Apache Spark Introduction

Apache Spark is an open-source, unified analytics engine for large-scale data processing. Built around in-memory computation, Spark executes workloads 10-100× faster than Hadoop MapReduce for iterative algorithms and interactive analytics. Originally developed at UC Berkeley’s AMPLab in 2009, it became an Apache top-level project in 2014 and is now the de facto standard for distributed data processing.

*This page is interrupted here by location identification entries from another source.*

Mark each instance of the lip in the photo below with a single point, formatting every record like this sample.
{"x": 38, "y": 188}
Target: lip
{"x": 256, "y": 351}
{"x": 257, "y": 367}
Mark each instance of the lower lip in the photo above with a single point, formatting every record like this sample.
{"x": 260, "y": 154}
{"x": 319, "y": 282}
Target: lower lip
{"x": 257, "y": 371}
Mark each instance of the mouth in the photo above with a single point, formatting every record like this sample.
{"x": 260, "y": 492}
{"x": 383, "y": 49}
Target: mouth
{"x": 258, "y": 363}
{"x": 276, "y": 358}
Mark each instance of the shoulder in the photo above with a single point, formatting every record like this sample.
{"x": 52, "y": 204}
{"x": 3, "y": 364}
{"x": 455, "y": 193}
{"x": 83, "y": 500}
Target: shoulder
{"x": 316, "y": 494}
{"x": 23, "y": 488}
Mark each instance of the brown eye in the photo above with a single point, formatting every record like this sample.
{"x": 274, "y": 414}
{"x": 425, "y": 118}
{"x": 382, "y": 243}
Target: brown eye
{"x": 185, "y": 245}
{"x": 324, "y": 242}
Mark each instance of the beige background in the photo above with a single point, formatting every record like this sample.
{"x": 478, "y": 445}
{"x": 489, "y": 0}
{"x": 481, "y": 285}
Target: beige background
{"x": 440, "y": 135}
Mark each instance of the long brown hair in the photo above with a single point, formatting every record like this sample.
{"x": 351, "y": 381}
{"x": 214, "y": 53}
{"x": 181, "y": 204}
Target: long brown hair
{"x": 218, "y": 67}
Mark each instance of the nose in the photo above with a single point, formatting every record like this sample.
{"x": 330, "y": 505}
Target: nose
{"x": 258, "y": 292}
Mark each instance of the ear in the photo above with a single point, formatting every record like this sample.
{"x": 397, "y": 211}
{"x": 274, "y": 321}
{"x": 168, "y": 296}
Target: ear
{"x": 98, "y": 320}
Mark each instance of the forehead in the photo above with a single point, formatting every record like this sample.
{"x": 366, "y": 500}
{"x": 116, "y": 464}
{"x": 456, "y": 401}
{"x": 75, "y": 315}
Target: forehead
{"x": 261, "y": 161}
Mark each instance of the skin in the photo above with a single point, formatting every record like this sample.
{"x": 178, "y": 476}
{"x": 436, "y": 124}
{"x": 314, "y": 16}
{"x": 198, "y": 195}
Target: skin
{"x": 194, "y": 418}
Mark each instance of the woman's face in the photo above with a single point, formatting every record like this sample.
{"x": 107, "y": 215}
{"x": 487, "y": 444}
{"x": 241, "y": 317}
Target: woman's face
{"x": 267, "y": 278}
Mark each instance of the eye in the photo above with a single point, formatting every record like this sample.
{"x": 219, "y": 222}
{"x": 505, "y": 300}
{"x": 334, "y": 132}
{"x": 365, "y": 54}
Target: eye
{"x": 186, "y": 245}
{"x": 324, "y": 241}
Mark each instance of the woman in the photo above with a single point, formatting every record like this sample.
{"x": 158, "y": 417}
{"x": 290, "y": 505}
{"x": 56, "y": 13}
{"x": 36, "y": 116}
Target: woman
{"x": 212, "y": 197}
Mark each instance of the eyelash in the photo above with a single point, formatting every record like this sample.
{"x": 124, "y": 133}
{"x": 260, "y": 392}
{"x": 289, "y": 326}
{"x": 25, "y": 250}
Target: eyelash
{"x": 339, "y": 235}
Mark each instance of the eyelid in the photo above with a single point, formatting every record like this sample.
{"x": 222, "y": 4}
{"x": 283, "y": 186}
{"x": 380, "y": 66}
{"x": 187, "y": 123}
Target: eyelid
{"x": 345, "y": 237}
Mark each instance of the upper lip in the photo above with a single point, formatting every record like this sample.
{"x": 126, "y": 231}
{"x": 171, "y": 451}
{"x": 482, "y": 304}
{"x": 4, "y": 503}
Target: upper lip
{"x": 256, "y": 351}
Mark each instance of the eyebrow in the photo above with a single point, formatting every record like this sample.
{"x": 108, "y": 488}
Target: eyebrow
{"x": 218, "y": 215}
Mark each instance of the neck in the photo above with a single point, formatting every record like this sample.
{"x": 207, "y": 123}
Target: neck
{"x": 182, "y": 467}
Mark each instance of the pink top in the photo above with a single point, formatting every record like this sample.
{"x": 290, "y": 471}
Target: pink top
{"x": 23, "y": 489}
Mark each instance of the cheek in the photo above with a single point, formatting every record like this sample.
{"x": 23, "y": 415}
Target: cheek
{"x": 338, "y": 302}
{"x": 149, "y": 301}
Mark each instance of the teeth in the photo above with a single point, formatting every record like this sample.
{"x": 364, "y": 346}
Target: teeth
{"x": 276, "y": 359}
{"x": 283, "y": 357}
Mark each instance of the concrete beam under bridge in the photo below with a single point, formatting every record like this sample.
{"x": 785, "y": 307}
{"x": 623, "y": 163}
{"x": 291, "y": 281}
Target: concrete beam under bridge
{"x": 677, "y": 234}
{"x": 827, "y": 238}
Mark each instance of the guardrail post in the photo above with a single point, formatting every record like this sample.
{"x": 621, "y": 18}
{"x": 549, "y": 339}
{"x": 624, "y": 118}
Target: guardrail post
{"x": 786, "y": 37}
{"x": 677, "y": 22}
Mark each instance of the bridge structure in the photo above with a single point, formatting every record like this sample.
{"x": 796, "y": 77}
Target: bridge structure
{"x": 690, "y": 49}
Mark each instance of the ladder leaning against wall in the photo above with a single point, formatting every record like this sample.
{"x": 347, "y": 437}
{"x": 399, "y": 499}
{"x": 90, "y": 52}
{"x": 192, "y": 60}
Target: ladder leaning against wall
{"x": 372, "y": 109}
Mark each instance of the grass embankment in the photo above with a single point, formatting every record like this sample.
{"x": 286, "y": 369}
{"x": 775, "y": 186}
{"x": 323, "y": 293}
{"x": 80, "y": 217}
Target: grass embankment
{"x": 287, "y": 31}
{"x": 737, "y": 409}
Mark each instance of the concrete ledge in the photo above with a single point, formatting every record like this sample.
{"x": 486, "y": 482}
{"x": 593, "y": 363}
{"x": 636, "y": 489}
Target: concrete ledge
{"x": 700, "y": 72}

Why Spark Outperforms MapReduce

MapReduce writes intermediate results to HDFS after every map and reduce step — expensive disk I/O at every stage. Spark keeps intermediate data in memory and only writes to disk when necessary:

Feature	Hadoop MapReduce	Apache Spark
Processing	Disk-based (every step)	In-memory
Speed	Baseline	10-100× faster
Programming model	Map + Reduce only	RDD, DataFrame, SQL, Streaming, ML
Language support	Java	Python, Scala, Java, R, SQL
Fault tolerance	Data replication	Lineage-based recomputation
Interactive queries	❌	✅
Streaming	Batch only	Micro-batch + continuous

Core Components

Apache Spark Ecosystem
├── Spark Core          — RDDs, fault tolerance, scheduling
├── Spark SQL           — DataFrames, Datasets, SQL queries
├── Spark Streaming     — Micro-batch streaming (DStream)
├── Structured Streaming — Continuous streaming (modern)
├── MLlib               — Distributed machine learning
└── GraphX              — Graph processing

A First PySpark Program

from pyspark.sql import SparkSession, functions as F

spark = SparkSession.builder \
    .appName("SparkIntro") \
    .getOrCreate()

# Read a file
df = spark.read.option("header", True).csv("sales.csv")

# Transform
result = df \
    .filter(F.col("region") == "APAC") \
    .groupBy("product_category") \
    .agg(F.sum("revenue").alias("total_revenue")) \
    .orderBy(F.col("total_revenue").desc())

result.show()
spark.stop()

Spark in 2025: Key Trends

Delta Lake / Iceberg / Hudi — open table formats for lakehouse architectures, replacing raw Parquet
Apache Spark 3.5 — improved Adaptive Query Execution (AQE), better Python UDF performance
Apache Spark Connect — thin client API; Spark logic executes server-side, decoupling client from cluster version
PySpark + Arrow — columnar data exchange between Python and JVM; pandas UDFs are now vectorized by default
Spark on Kubernetes — replacing YARN as the preferred cluster manager in cloud-native environments

When to Use Spark

Use Case	Spark?
Processing terabytes to petabytes	✅ Ideal
ETL pipelines and data transformation	✅ Ideal
Real-time streaming analytics	✅ Structured Streaming
Distributed ML training on large datasets	✅ MLlib or Spark + PyTorch
Simple analytics on < 1 GB	❌ Pandas is faster
OLTP / transactional workloads	❌ Use a relational database
Low-latency sub-second queries	❌ Use Presto/Trino